When I finished the story of Cain and Abel last week I asked if there were any questions. Bernard Peatross raised his hand and asked where all these descendants of Adam got their wives from, especially Cain. You can understand why he might ask. If Adam and Eve were the only people on earth, and they had these two sons named Cain and Abel, and Cain killed Abel out of jealousy and was banished by God, then how do you explain the next part of the story, which says, “Cain knew his wife, and she conceived and bore Enoch” (Genesis 4:17).
Wife!? What wife? Where did he get a wife?
That’s what Bernard wanted to know, and he may have had an ulterior motive. Bernard is a sweet, elderly man who has learned how to roll napkins into beautiful paper roses that he douses with perfume and gives away to women. “Where did Cain get his wife?” he asked, as if he had more than an academic interest in the question. I joked that maybe Cain had gotten her from a mail-order catalogue, but Bernard was too quick for me. He shot back with, “Or from e-Harmony.com!”

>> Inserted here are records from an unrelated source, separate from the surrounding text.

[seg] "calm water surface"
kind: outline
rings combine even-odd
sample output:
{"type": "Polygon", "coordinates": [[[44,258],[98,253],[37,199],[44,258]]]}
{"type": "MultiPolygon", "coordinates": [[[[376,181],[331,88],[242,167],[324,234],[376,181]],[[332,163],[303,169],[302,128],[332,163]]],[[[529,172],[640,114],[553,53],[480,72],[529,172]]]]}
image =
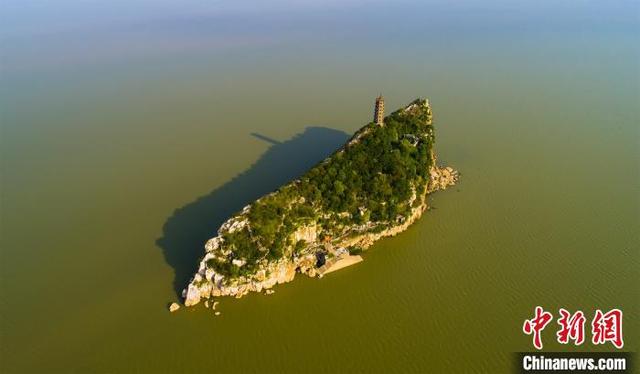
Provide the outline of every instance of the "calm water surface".
{"type": "Polygon", "coordinates": [[[638,349],[636,2],[236,3],[0,4],[1,371],[509,372],[536,305],[638,349]],[[169,314],[379,92],[431,98],[460,184],[360,265],[169,314]]]}

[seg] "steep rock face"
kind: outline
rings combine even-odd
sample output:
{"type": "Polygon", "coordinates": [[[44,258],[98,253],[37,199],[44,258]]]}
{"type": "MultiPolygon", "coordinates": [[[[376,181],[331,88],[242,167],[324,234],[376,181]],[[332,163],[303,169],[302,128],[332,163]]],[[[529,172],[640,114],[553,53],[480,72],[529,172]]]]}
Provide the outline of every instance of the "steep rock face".
{"type": "Polygon", "coordinates": [[[293,233],[293,242],[297,243],[300,240],[304,240],[307,243],[313,243],[316,241],[317,236],[318,232],[316,225],[302,226],[293,233]]]}
{"type": "MultiPolygon", "coordinates": [[[[283,255],[279,258],[268,256],[268,248],[259,247],[259,241],[255,241],[257,252],[264,253],[253,265],[252,271],[245,271],[248,261],[238,255],[237,246],[229,244],[225,238],[239,232],[247,232],[250,237],[255,234],[255,228],[250,222],[250,213],[253,204],[243,208],[243,210],[226,221],[218,230],[218,236],[210,239],[205,245],[205,256],[201,260],[198,271],[192,278],[187,288],[183,291],[185,305],[191,306],[199,303],[202,299],[218,296],[235,296],[241,297],[249,292],[261,292],[268,290],[276,284],[290,282],[294,279],[296,273],[306,274],[308,276],[318,276],[319,258],[340,258],[348,256],[350,249],[361,248],[366,249],[376,240],[396,235],[409,227],[415,222],[427,208],[426,195],[437,190],[446,189],[456,183],[458,173],[449,168],[441,168],[436,166],[435,154],[431,147],[433,142],[433,128],[431,121],[431,108],[427,101],[416,100],[403,110],[395,112],[392,116],[397,118],[407,118],[415,121],[421,118],[424,127],[420,128],[417,134],[404,134],[409,142],[403,146],[417,147],[421,139],[429,145],[428,152],[430,154],[428,164],[422,167],[426,171],[424,173],[427,179],[423,188],[418,188],[417,184],[411,185],[413,193],[407,201],[404,202],[406,211],[402,214],[394,216],[393,219],[387,221],[358,221],[357,224],[339,224],[339,229],[327,229],[327,222],[333,227],[336,222],[344,222],[344,220],[352,219],[354,213],[349,212],[327,212],[316,206],[315,218],[305,219],[303,223],[297,224],[289,234],[287,234],[288,244],[284,245],[283,255]],[[398,114],[399,113],[399,114],[398,114]],[[422,116],[422,117],[419,117],[422,116]],[[426,118],[426,120],[424,119],[426,118]],[[411,144],[412,143],[412,144],[411,144]],[[422,192],[417,192],[422,191],[422,192]],[[210,264],[228,264],[227,268],[231,269],[223,274],[220,269],[213,268],[210,264]]],[[[393,123],[385,121],[385,123],[393,123]]],[[[389,129],[385,129],[387,131],[389,129]]],[[[395,129],[390,129],[395,131],[395,129]]],[[[338,150],[332,157],[340,157],[343,152],[348,152],[349,147],[358,144],[370,136],[374,131],[382,131],[372,126],[365,126],[358,131],[356,135],[345,145],[345,148],[338,150]]],[[[397,134],[395,134],[397,137],[397,134]]],[[[403,138],[404,139],[404,138],[403,138]]],[[[324,161],[326,163],[327,160],[324,161]]],[[[380,174],[380,172],[378,172],[380,174]]],[[[295,187],[299,181],[293,181],[288,186],[295,187]]],[[[292,188],[293,188],[292,187],[292,188]]],[[[274,192],[270,195],[276,195],[280,192],[274,192]]],[[[267,195],[267,196],[270,196],[267,195]]],[[[260,201],[259,199],[258,201],[260,201]]],[[[256,203],[254,203],[256,204],[256,203]]],[[[304,197],[294,197],[290,206],[312,205],[312,201],[306,201],[304,197]]],[[[384,202],[382,202],[384,204],[384,202]]],[[[360,214],[364,215],[366,209],[359,208],[360,214]]],[[[357,213],[356,213],[357,214],[357,213]]],[[[355,222],[349,221],[349,222],[355,222]]],[[[250,264],[250,262],[249,262],[250,264]]]]}

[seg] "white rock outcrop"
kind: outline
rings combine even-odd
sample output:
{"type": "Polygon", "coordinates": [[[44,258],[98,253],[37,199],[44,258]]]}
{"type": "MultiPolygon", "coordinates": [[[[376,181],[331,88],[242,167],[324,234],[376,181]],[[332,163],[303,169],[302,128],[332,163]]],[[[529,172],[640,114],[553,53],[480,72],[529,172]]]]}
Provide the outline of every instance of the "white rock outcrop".
{"type": "Polygon", "coordinates": [[[178,304],[178,303],[171,303],[171,304],[169,305],[169,311],[170,311],[171,313],[175,312],[175,311],[176,311],[176,310],[178,310],[178,309],[180,309],[180,304],[178,304]]]}

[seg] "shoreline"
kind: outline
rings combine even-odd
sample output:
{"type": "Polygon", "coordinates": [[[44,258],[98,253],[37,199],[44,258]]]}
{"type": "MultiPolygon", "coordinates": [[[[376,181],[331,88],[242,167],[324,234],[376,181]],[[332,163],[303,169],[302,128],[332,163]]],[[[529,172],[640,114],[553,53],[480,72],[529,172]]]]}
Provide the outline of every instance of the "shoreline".
{"type": "MultiPolygon", "coordinates": [[[[376,241],[384,237],[395,236],[409,228],[409,226],[418,220],[424,211],[427,210],[428,202],[426,197],[436,191],[445,190],[446,188],[455,185],[459,178],[459,173],[451,167],[432,166],[429,170],[429,174],[430,180],[424,194],[422,195],[422,203],[412,209],[411,214],[404,222],[386,228],[378,233],[363,233],[350,239],[338,241],[333,244],[333,247],[344,249],[352,246],[360,246],[366,250],[376,241]]],[[[225,222],[222,226],[224,227],[227,224],[228,222],[225,222]]],[[[302,227],[301,229],[307,228],[302,227]]],[[[315,232],[313,234],[315,234],[315,232]]],[[[220,238],[220,236],[209,240],[209,242],[207,242],[207,246],[209,246],[212,241],[215,242],[216,240],[219,240],[218,238],[220,238]]],[[[313,240],[310,243],[310,247],[318,245],[317,238],[314,239],[316,240],[313,240]]],[[[255,275],[255,279],[236,279],[232,281],[231,284],[224,285],[222,283],[222,278],[218,277],[215,273],[209,273],[210,270],[206,269],[205,263],[207,255],[205,255],[203,260],[200,262],[199,270],[193,280],[189,283],[188,287],[183,290],[182,296],[184,298],[184,305],[193,306],[198,304],[202,299],[208,300],[213,297],[232,296],[235,298],[241,298],[249,292],[271,291],[271,288],[277,284],[293,281],[297,273],[305,274],[309,277],[320,278],[324,274],[341,270],[364,260],[361,256],[357,257],[359,257],[360,260],[353,259],[344,266],[340,266],[335,269],[327,269],[324,272],[319,272],[319,268],[315,267],[315,254],[294,258],[293,260],[281,259],[268,264],[265,269],[259,270],[255,275]]],[[[272,292],[273,291],[269,293],[272,292]]]]}

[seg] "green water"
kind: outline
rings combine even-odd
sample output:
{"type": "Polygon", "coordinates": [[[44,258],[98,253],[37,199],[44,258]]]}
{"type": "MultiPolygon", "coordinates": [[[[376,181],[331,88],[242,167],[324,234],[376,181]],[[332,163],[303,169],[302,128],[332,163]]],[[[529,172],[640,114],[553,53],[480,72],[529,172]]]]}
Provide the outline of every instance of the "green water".
{"type": "Polygon", "coordinates": [[[501,373],[536,305],[637,350],[639,8],[555,3],[3,2],[0,371],[501,373]],[[379,92],[431,99],[459,185],[362,264],[168,313],[379,92]]]}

But after the session I talked with Danny Taylor, who wanted a real answer. He said someone had told him that Cain had married his sister, thereby committing incest. He was concerned about this. How could it be in the Bible? I hadn’t remembered that Cain had a sister, actually, but there it was in chapter 5, verse 4: “He [Adam] had other sons and daughters.” “Did Cain marry one of those daughters?” Danny asked. “Was that incest?” I pointed out that the Bible doesn’t tell us that Cain married his sister; it just says that he knew his wife and she conceived and bore Enoch. I told Danny we have to pay close attention to the what the Bible says, but sometimes we have to pay even closer attention to what it doesn’t say.
I followed up on this in my opening comments last night. I said, “We want to know where Cain got his wife. We’re curious about that. We’d like an answer. But the Bible seems to have no interest in that question. It just says, ‘Cain knew his wife.’ So, what do we do? We start looking around in the Bible for answers. We discover that Adam had other sons and daughters. We put two and two together. Cain must have married his sister! And before we know it we have assumed that Cain committed not only murder but incest.”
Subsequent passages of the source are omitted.